NCBI makes a large amount of data available through the NCBI ftp site, and also provides most or all of the same data on their Aspera server. Aspera is a commercial package that has considerably faster download speeds than ftp. More details in the NCBI Aspera Transfer Guide.
Note that SRA or dbGaP downloads are better done via the SRAtoolkit.
You do not need to load any modules. The 'ascp' command is available on Helix by default. If desired, you can set an alias for ascp that includes the key, e.g
alias ascp="/usr/bin/ascp -i /opt/aspera/asperaweb_id_dsa.openssh"
Sample session (user input in bold):
helix% ascp -T -i /opt/aspera/asperaweb_id_dsa.openssh -l 300M \ anonftp@ftp-trace.ncbi.nlm.nih.gov:/snp/organisms/human_9606/ASN1_flat/ds_flat_ch1.flat.gz \ /scratch/$USER ds_flat_ch1.flat.gz 100% 5523MB 291Mb/s 02:41 Completed: 5656126K bytes transferred in 161 seconds
If your download stops before completion, you can use the -k2 flag to resume transfers without re-downloading all the data. e.g.
helix% ascp -T -i /opt/aspera/asperaweb_id_dsa.openssh -k2 -l500M \ anonftp@ftp-trace.ncbi.nlm.nih.gov:/snp/organisms/human_9606/ASN1_flat /data/user/ ds_flat_ch1.flat.gz 100% 323MB 0.0 b/s 00:03 [...] ds_flat_chPAR.flat.gz 100% 7742KB 402 b/s 00:01 ds_flat_chUn.flat.gz 100% 39MB 107Mb/s 00:00 ds_flat_chX.flat.gz 100% 104MB 196Mb/s 00:18 ds_flat_chY.flat.gz 100% 14MB 3.3Mb/s 04:59 Completed: 1706213K bytes transferred in 301 seconds (46432K bits/sec), in 30 files, 1 directory.
Typical file transfer rates from the NCBI server are 400 - 500 Mb/s, so '-l500M' is the recommended value.

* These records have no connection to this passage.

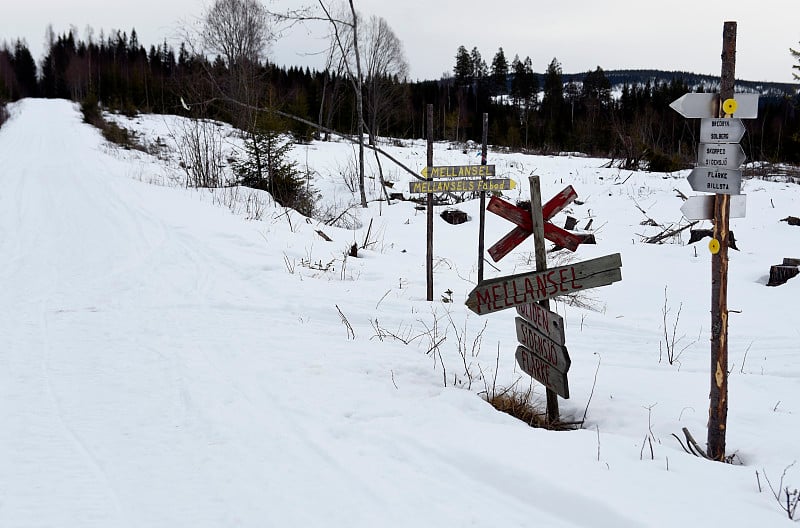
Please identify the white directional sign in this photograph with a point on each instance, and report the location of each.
(701, 207)
(697, 105)
(721, 130)
(713, 180)
(723, 155)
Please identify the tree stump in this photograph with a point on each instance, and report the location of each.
(780, 274)
(454, 216)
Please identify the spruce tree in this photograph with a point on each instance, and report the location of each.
(499, 72)
(463, 68)
(266, 166)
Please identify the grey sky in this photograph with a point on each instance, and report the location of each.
(581, 34)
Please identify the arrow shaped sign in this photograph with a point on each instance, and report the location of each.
(719, 181)
(723, 155)
(458, 171)
(694, 105)
(721, 130)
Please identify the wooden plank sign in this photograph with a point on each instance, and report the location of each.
(507, 292)
(542, 372)
(549, 323)
(542, 346)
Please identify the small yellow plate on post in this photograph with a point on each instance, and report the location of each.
(729, 106)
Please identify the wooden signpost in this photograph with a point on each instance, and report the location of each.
(542, 346)
(502, 293)
(540, 332)
(548, 323)
(543, 372)
(719, 174)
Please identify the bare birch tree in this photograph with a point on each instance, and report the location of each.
(385, 66)
(239, 32)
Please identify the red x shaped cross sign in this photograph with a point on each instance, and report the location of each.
(522, 218)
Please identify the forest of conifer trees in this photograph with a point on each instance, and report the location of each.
(535, 112)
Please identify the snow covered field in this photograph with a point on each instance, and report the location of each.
(166, 362)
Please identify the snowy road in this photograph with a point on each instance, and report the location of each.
(161, 367)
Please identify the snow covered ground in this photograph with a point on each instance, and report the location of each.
(166, 362)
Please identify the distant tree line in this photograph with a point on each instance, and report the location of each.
(544, 112)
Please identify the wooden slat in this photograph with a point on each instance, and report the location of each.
(506, 292)
(542, 346)
(542, 372)
(549, 323)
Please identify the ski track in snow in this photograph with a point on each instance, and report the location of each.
(159, 369)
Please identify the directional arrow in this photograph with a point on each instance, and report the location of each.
(692, 105)
(702, 207)
(723, 155)
(721, 130)
(719, 181)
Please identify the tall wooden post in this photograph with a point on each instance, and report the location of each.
(541, 265)
(429, 251)
(718, 407)
(482, 223)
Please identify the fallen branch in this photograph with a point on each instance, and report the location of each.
(666, 234)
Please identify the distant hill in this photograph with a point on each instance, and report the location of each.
(709, 83)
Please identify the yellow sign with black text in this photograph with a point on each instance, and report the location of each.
(469, 185)
(459, 171)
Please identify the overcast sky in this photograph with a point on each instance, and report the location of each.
(582, 34)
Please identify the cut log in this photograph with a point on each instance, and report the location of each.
(780, 274)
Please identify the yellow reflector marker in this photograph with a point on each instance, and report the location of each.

By clicking on the icon in the transfer manager window, you can open the Transfer Monitor which will show a more detailed graph of the transfer rate
On Helix or Biowulf, use ftp ftp.ncbi.nlm.nih.gov to access the NCBI ftp site. Sample session (user input in bold):
helix% ftp ftp.ncbi.nlm.nih.gov Connected to ftp.wip.ncbi.nlm.nih.gov. 220- Warning Notice! [...] --- Welcome to the NCBI ftp server! The official anonymous access URL is ftp://ftp.ncbi.nih.gov Public data may be downloaded by logging in as "anonymous" using your E-mail address as a password. Please see ftp://ftp.ncbi.nih.gov/README.ftp for hints on large file transfers 220 FTP Server ready. 500 AUTH not understood 500 AUTH not understood KERBEROS_V4 rejected as an authentication type Name (ftp.ncbi.nlm.nih.gov:user): anonymous 331 Anonymous login ok, send your complete email address as your password. Password: 230 Anonymous access granted, restrictions apply. Remote system type is UNIX. Using binary mode to transfer files. ftp> cd blast/db/ 250 CWD command successful ftp> get wgs.58.tar.gz local: wgs.58.tar.gz remote: wgs.58.tar.gz 227 Entering Passive Mode (130,14,29,30,195,228) 150 Opening BINARY mode data connection for wgs.58.tar.gz (983101055 bytes) 226 Transfer complete. 983101055 bytes received in 1.3e+02 seconds (7.7e+03 Kbytes/s) ftp> quit 221 Goodbye. helix%
You do not need to load any modules. The 'ascp' command is available on Helix by default. However you need to get the private SSH key file from NCBI. Sample session (user input in bold):
Uploading to SRA:
[NCBI documentation for SRA uploads]
helix% ascp -i /opt/aspera/aspera_tokenauth_id_rsa \ -QT -l 300m -k1 \ -d /path/to/directory \ subasp@upload.ncbi.nlm.nih.gov:uploads/<user@email.com_xxxxx>where xxxxxx is the string provided by NCBI for this upload.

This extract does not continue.